At $WORKPLACE I've been observing with interest the different species of interactions that can happen during group chat. Let's divide them into three different areas.

$WORKPLACE_ALPHA -- An agency. This was fun, we set up bots that created a lot of noise in the channel. Remember this was pre-covid, so the chat service in question, HipChat, was a side channel, not a hard requirement for communication. Everything was conducted in a single main channel, all real-time work collaboration went through here. There was no threading. As the team was small, we were all able to keep track of things fairly well, we would sometimes go into DMs if things got complicated.

$WORKPLACE_BETA -- This was a much more stoical workplace Slack, with zero real "banter" and no arguments. I felt quite apprehensive about posting in this Slack. There were only a few channels and little activity; few problems required real-time collaboration to resolve, and if that did become necessary, it was done in DMs. Email was still heavily used here.
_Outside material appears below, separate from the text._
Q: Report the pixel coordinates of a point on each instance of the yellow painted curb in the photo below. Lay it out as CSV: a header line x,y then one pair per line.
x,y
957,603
$WORKPLACE_GAMMA -- They use Slack as a real "replacement for email", in the way it's supposed to be used. This means a lot of channels, a LOT of threading, heavy reliance on emoji reactions, and while it does feel casual, there's also not much off-topic chat because of the emphasis on signal.

There is still heavy disagreement on the relative merits of coarse-grained vs fine-grained channels. I tend to favour coarse-grained channels, but on the other hand, when you have automations and other non-natural inputs affecting channels, channels can end up functioning more like a specialized Twitter stream or similar, in which case that channel does need to be fine-grained. It's clear that there's a positive correlation between large and coarse-grained channels and off-topic banter. (I don't mean to thereby claim that fine-grained is preferable, or the converse.)